NOTE:
You've come to an old part of SW Online. We're still moving this and other older stories into our new format. In the meanwhile, click here to go to the current home page.
Congress approves drilling in Alaskan wildlife refuge
A helping hand for oil bosses

By Lance Newman | March 25, 2005 | Page 2

THE BUSH administration got another gift from its wish list when the Senate gave backdoor approval to oil drilling in the Alaska National Wildlife Refuge (ANWR).

The White House and its oil industry supporters have been clamoring for access to the coastal plain of ANWR for years, but previous efforts to open up the nearly 9 million acres of pristine wilderness to oil exploration have stalled. This time, Republican senators snuck the proposal into a budget resolution, and the provision survived an attempt to remove it by a 51-49 vote.

This is only the latest point in the Bush administration's stepped-up assault on the environment.

On March 4, Bush nominated Stephen Johnson to head the Environmental Protection Agency (EPA). Johnson is a career bureaucrat known for his easygoing relations with big business during his years running the Office of Prevention, Pesticides and Toxic Substances. Before his nomination, he traveled the country stumping for Bush's misnamed Clear Skies initiative and speaking in favor of deep cuts to the EPA budget.

Then, on March 15, the EPA released new regulations that claim to limit mercury pollution from coal-fired power plants--but, in fact, will concentrate this especially toxic pollution in poor towns and neighborhoods.

Bush brags that the EPA's new rules will cut mercury emissions from 48 tons this year to 24 tons in 2020. But instead of making all power companies reduce their emissions, the rules set up a pollution-credit trading scheme, so that improvements at new plants can be used to let the filthiest polluters off the hook. Mercury is proven to cause chronic nerve damage when it accumulates in the body. Children are especially vulnerable to its effects, and it has been linked to autism, a debilitating disease that reached epidemic levels in the last decade.

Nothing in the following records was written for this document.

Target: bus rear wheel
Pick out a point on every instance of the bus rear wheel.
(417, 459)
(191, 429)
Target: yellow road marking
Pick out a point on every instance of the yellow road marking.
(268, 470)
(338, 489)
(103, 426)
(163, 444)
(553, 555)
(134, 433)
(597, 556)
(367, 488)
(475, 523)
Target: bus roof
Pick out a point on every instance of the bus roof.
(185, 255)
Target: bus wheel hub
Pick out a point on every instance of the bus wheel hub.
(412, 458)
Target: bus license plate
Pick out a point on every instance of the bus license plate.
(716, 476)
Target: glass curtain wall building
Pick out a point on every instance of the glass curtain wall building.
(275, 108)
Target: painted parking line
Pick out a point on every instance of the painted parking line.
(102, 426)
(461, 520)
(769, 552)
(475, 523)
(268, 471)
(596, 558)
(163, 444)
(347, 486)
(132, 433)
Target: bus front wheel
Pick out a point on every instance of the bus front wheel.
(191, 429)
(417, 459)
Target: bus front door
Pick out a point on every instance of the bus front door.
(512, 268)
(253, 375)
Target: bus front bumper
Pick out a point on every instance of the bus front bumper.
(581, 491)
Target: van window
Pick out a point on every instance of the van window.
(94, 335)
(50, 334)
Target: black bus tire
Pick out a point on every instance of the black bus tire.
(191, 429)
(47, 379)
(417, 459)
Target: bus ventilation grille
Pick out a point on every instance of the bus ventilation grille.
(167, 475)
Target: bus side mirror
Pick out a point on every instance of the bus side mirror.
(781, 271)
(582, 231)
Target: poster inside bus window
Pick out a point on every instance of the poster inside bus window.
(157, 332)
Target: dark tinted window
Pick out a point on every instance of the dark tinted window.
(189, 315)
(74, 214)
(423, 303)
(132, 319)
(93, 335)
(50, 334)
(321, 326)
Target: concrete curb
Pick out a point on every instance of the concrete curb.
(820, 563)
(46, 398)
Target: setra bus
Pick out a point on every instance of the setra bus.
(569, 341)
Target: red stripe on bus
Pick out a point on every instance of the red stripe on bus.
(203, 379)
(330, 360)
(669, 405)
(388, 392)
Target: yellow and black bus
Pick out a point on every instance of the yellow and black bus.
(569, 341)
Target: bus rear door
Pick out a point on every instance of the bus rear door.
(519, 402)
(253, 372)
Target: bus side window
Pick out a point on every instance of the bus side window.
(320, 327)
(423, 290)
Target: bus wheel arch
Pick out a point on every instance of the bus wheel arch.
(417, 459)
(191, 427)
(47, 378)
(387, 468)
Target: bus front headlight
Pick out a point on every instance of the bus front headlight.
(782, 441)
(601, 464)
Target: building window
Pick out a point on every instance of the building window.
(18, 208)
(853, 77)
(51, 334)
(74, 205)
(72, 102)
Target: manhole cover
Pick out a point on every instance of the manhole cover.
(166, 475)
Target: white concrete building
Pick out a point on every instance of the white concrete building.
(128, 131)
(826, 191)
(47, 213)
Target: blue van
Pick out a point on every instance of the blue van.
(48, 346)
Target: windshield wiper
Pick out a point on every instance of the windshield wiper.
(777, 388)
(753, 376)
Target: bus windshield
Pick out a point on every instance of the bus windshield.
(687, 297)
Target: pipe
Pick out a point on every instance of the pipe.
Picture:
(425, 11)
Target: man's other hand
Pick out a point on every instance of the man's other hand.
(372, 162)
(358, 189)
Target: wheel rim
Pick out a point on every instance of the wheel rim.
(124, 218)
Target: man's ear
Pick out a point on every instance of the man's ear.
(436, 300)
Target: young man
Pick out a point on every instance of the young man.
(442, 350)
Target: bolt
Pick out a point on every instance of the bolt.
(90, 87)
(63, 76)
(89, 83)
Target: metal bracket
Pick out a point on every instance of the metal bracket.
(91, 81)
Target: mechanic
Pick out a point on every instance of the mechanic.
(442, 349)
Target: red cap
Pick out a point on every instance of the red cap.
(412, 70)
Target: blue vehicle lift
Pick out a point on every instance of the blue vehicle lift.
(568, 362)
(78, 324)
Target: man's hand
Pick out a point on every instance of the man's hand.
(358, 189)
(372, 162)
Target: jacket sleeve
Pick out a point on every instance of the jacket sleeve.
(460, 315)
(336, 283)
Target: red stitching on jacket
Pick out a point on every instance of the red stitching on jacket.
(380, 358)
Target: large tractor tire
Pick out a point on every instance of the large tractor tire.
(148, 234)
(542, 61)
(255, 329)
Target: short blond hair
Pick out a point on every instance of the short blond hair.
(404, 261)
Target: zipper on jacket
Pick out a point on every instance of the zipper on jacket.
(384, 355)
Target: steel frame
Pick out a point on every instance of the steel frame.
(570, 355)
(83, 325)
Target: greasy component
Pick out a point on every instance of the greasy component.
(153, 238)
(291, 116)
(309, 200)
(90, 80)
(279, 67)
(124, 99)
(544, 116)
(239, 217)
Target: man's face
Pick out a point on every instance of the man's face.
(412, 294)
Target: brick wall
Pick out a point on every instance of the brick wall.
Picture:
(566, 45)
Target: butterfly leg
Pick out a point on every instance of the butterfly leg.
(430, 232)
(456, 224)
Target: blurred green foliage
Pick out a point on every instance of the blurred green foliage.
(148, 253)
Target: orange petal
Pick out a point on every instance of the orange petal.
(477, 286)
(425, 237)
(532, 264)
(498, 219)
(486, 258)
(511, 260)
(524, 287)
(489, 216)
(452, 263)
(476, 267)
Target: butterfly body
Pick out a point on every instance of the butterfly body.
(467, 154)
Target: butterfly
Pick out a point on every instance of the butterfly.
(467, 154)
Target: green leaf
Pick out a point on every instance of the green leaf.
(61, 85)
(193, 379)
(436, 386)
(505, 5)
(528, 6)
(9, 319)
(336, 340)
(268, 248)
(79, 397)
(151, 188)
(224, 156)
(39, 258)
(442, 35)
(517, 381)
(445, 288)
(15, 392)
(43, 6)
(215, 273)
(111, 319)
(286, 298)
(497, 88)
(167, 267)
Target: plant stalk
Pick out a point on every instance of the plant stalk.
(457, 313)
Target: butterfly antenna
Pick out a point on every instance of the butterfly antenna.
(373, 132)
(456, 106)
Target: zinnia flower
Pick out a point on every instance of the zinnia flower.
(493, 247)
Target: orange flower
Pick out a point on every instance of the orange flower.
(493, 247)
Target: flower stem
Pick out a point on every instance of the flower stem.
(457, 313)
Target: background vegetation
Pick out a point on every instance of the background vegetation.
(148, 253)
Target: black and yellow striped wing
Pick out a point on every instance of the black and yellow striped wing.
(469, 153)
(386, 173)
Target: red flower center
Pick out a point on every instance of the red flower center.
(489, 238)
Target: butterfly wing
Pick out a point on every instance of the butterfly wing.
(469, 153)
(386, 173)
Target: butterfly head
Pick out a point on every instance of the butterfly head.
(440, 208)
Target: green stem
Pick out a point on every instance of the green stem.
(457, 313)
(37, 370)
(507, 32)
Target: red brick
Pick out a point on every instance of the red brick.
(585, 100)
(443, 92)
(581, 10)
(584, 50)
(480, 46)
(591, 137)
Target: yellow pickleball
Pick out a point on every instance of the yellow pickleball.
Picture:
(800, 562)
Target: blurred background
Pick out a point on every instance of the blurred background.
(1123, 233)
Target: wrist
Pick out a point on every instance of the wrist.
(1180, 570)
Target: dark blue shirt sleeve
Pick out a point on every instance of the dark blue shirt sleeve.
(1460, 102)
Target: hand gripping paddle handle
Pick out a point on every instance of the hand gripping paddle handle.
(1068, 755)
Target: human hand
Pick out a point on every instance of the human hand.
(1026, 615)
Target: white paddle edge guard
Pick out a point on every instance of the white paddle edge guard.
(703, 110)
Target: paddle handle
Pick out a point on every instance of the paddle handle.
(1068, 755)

One day after the mercury regulations were released, the Senate voted on ANWR. ANWR was established in 1960, one year after Alaska became a state. But in 1969, major oil reserves on the North Slope were proven with the sinking of the first well at Prudhoe Bay. The resulting frenzy culminated in the completion of the Trans-Alaska Pipeline in 1977.

In 1980, Congress doubled the size of ANWR--but slipped in a provision giving itself the power to allow drilling at some time in the future. Ever since, Big Oil has been clamoring for access to the refuge, which is home to some of the last healthy populations of caribou, musk oxen and polar bears, and hosts millions of migratory birds. Congress passed a bill authorizing oil drilling in 1995, but stiff opposition from grassroots environmental groups led Bill Clinton to veto the measure.

The battle heated up again when Bush took office. During his first term, the House repeatedly passed bills authorizing ANWR drilling that were defeated in the Senate. But last week, Senate Republicans--joined by a few crucial Democrats--voted down an amendment that would have stripped anticipated revenues from oil leases in ANWR from the 2006 budget resolution. Though it may seem obscure, this vote clears the way to approving drilling later this year.

The Bush administration claims that drilling in ANWR is critical to national energy security, and the oil corporations say the area could yield 1 million barrels per day. But the truth is that this would have no effect on dwindling supplies and skyrocketing oil prices.

World oil consumption is nearly 80 million barrels a day, or 30 billion barrels per year. And at least a decade of exploration and development would be required before any crude flows out of ANWR.

U.S. energy companies pumped more than $70 million into Republican campaign coffers in the last five years. Now, the Bush administration wants to pay them back--even if it means poisoning working-class children and destroying one of the last pristine habitats on the planet.